Bad Brains Sell Jennifer Gilmore’s Book

Dear publicist for Jennifer Gilmore,

I don’t know what the press release you’re sending out to writers looks like (because you’ve failed to send me a copy.  You can fix that by sending one here) for Something Red, but I’d like to suggest you revise it and use her Book Notes from Largehearted Boy.

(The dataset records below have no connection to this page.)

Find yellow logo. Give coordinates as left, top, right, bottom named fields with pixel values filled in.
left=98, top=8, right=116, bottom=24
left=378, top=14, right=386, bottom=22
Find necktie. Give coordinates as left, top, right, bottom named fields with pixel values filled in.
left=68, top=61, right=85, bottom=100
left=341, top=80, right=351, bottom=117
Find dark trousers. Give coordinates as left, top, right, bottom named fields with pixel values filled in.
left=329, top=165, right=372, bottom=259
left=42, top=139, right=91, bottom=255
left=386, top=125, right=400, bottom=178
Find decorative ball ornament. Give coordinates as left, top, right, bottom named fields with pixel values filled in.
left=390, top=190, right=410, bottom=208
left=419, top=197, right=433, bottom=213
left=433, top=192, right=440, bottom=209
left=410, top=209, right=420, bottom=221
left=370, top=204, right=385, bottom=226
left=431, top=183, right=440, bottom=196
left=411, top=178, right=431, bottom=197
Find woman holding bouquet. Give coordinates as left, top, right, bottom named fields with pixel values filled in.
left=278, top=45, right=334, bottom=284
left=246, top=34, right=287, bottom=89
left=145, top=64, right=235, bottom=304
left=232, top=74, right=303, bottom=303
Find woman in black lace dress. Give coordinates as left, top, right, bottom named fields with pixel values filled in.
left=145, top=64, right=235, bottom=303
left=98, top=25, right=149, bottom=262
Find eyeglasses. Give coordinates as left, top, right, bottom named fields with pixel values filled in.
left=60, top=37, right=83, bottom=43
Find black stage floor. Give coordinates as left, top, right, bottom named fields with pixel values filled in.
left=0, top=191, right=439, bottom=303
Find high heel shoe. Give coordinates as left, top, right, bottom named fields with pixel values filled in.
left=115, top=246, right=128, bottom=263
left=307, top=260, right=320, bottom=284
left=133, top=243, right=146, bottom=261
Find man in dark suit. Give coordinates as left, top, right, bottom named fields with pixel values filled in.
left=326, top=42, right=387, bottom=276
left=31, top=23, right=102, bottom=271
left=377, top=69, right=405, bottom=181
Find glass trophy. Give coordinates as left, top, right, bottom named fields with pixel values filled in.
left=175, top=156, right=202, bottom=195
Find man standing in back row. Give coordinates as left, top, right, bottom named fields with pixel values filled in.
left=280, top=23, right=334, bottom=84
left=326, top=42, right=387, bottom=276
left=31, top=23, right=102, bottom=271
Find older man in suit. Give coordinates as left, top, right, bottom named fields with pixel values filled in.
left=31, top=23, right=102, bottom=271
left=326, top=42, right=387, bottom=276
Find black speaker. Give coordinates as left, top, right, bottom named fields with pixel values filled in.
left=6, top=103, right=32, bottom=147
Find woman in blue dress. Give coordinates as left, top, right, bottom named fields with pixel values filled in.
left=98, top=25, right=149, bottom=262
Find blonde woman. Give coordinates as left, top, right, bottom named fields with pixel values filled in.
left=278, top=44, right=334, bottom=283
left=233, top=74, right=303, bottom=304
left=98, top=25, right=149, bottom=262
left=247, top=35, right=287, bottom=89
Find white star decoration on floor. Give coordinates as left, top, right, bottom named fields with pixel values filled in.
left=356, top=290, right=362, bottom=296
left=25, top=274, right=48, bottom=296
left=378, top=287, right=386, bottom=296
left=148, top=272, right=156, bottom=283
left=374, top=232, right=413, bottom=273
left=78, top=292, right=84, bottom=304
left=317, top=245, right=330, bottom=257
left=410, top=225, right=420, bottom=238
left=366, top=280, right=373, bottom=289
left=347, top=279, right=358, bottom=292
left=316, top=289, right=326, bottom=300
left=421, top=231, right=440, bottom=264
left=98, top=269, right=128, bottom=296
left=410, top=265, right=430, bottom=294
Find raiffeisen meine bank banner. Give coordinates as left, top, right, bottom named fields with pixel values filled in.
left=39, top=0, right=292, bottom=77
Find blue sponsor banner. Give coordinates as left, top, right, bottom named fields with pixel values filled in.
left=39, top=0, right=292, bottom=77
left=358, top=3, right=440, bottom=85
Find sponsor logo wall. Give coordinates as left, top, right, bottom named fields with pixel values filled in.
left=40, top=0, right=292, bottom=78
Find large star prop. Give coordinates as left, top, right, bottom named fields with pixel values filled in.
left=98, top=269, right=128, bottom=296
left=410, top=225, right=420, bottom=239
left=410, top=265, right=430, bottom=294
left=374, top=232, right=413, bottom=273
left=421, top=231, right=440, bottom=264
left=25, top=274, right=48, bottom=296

I have to start with “Banned in DC.” Sadly, I was too young to be around for Bad Brains inception in 1977, and I never saw them live. They had relocated to NYC by the time I was in high school as they’d truly been banned from DC music venues, as the song asserts. But their fingertips left prints everything, from, most obviously, Fishbone, a band that was more my era than my characters’, but also Minor Threat, and Henry Rollins, even Metallica. And while my sixteen-year old Vanessa, who is venturing away from the Elton John and the Rickie Lee Jones of her youth and tiptoeing into the hardcore scene, admires Bad Brains for their political rage, she’s slightly frightened of their insane energy on stage. I chose “Banned in DC” because there was something about Bad Brains, an African American punk rock band from Prince George’s County, that feels even now like it couldn’t have come from “our nation’s capital”. Whatever hardcore was, and I know precious little about that moment from personal experience, it was not black. After seeing them, Vanessa thinks for the first time, “…DC wasn’t simply a generic place for bureaucracy, administrative buildings and schools and stone monuments; it felt for once that this town that had room for more than government. Everything was as it was supposed to be.”